La demande doit être expresse. Le tribunal judiciaire de Paris a rappelé le 16 décembre 2024 : « Cependant, la juridiction des référés ne peut, sans excéder ses pouvoirs, accorder d’office un délai de grâce et suspendre les effets de la clause résolutoire dès lors que ce délai ne lui a pas été demandé par le preneur. »21
Le juge apprécie souverainement l’opportunité d’accorder un échelonnement. Il tient compte de la situation du débiteur, des efforts d’apurement déjà consentis et des besoins du créancier. La cour d’appel d’Aix-en-Provence a accordé un délai de paiement jusqu’au 30 juin 2025 au preneur qui « rencontre des difficultés de paiement du loyer commercial depuis 2017 tout en procédant néanmoins à des règlements réguliers » et a relevé que la dette « a été réduite par l’effet des paiements effectués, attestant des efforts de la locataire en vue d’apurer sa dette. »22
Le preneur a tout intérêt à présenter au juge un dossier documenté. Justificatifs de revenus, bilan d’exploitation, plan d’apurement chiffré, preuve des paiements partiels déjà réalisés : tous ces éléments crédibilisent la demande. La règle de fond reste la limite de deux années posée par l’article 1343-5.
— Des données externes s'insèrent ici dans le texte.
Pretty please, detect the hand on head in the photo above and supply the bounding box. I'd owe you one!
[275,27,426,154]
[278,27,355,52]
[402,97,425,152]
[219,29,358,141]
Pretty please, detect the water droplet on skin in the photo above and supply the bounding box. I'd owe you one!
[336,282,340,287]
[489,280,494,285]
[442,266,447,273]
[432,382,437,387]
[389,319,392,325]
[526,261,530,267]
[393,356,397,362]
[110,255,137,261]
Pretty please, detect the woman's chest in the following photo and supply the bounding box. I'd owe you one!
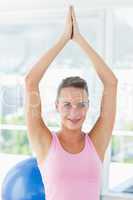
[43,148,102,183]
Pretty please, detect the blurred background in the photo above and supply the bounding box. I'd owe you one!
[0,0,133,199]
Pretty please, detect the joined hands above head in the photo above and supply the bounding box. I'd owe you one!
[62,6,82,44]
[25,5,118,166]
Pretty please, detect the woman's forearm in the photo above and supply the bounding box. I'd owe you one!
[25,34,68,87]
[75,34,117,86]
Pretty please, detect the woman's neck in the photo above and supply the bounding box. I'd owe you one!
[57,127,84,144]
IV. Le constat judiciaire de l’acquisition de la clause
A. La compétence du juge des référés et les trois conditions
Le bailleur saisit habituellement le juge des référés du tribunal judiciaire pour faire constater l’acquisition de la clause résolutoire. L’article 834 du Code de procédure civile fonde la compétence : la juridiction des référés peut ordonner toutes mesures qui ne se heurtent à aucune contestation sérieuse.
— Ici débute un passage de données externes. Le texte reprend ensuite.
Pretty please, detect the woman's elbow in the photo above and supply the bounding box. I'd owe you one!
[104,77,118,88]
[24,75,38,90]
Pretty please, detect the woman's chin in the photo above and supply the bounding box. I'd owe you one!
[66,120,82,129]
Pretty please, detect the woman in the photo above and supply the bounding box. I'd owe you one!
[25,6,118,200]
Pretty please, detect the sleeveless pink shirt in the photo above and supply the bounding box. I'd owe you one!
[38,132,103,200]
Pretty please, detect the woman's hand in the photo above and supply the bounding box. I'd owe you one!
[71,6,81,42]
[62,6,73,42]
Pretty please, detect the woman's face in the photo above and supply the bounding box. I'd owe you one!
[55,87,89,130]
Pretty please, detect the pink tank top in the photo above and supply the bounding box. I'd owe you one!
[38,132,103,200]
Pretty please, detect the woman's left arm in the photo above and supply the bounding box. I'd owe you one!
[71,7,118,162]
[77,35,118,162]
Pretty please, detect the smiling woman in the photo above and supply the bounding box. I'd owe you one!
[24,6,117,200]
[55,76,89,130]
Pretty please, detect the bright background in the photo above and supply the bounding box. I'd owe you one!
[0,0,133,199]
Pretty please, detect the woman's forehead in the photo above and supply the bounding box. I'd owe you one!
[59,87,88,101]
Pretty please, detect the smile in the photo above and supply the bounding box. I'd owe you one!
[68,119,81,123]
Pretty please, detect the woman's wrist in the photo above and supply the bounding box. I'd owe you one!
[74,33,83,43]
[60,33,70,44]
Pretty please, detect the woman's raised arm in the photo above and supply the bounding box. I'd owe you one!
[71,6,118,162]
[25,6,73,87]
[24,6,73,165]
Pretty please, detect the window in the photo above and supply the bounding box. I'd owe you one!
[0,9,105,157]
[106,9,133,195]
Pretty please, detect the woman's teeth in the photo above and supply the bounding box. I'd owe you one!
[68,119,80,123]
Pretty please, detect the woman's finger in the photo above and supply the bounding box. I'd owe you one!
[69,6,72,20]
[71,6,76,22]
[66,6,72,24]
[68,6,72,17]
Le tribunal judiciaire de Paris a synthétisé en trois critères cumulatifs la mission du juge des référés dans la matière. Il juge le 16 décembre 2024 : « Le juge des référés peut constater la résiliation de plein droit du bail au titre d’une clause contenue à l’acte à cet effet, à condition que : – le défaut de paiement de la somme réclamée dans le commandement de payer visant la clause résolutoire soit manifestement fautif, – le bailleur soit, de toute évidence, en situation d’invoquer de bonne foi la mise en jeu de cette clause, – la clause résolutoire soit dénuée d’ambiguïté et ne nécessite pas interprétation. »23
La même formulation a été reprise par le tribunal judiciaire de Paris dans deux ordonnances de référé des 1er juillet 202524 et 30 juillet 202525. La triple exigence est devenue le standard parisien.
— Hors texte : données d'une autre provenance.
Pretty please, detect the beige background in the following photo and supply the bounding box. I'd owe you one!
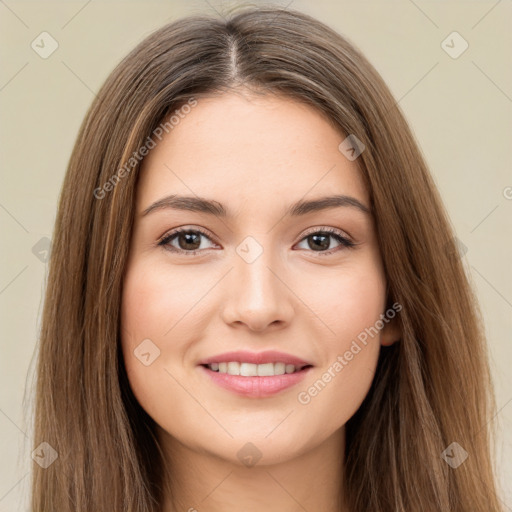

Le manquement fautif s’apprécie à la lumière du décompte et des paiements effectués. L’ambiguïté de la clause s’apprécie à la lumière du texte du bail. La bonne foi du bailleur, dernier critère, ouvre le champ contentieux le plus riche.
B. L’appréciation de la bonne foi du bailleur
Le bailleur ne peut se prévaloir de la clause résolutoire s’il en demande l’application de mauvaise foi. La cour d’appel de Rouen pose une règle d’appréciation temporelle stricte : « Tout bailleur qui entend se prévaloir de la clause résolutoire doit mettre en ’uvre cette disposition contractuelle de bonne foi. Faute d’avoir payé ou contesté les causes du commandement de payer dans le délai imparti, prévu au bail, le locataire ne peut remettre en cause l’acquisition de la clause résolutoire sauf à démontrer la mauvaise foi du bailleur lors de la délivrance du commandement de payer. L’existence de cette mauvaise foi doit s’apprécier lors de la délivrance de l’acte ou à une période contemporaine à celle-ci. »26
La mauvaise foi se manifeste classiquement dans deux configurations. La première vise le bailleur qui, connaissant les difficultés du preneur, multiplie les exigences de paiement pour faire obstacle à toute régularisation. La seconde vise le bailleur qui a lui-même manqué à ses obligations de délivrance ou d’entretien sans en tirer les conséquences sur l’exigibilité des loyers.
La cour d’appel de Rouen a refusé de retenir la mauvaise foi du bailleur qui réclamait des provisions pour charges non contractuellement prévues, dès lors que ces provisions avaient été antérieurement payées par le preneur sans contestation : « Le fait pour la SCI Littoral d’avoir réclamé par le commandement querellé des provisions pour charges qui ne sont pas contractuellement prévues ne caractérise pas pour autant sa mauvaise foi dès lors qu’elle produit des factures adressées à la SARL Paristanbul au titre des mois de novembre et décembre 2017 qui en font mention et qu’il apparaît de la précédente procédure qu’étaient réclamés à la SARL Paristanbul non seulement un arriéré de loyers mais également un arriéré de provisions pour charges, sommes dont il n’est pas contesté qu’elles ont été réglées. »27
La mauvaise foi alléguée doit donc s’inscrire dans une configuration concrète, contemporaine du commandement et appuyée par des éléments objectifs. Le preneur a charge de la preuve.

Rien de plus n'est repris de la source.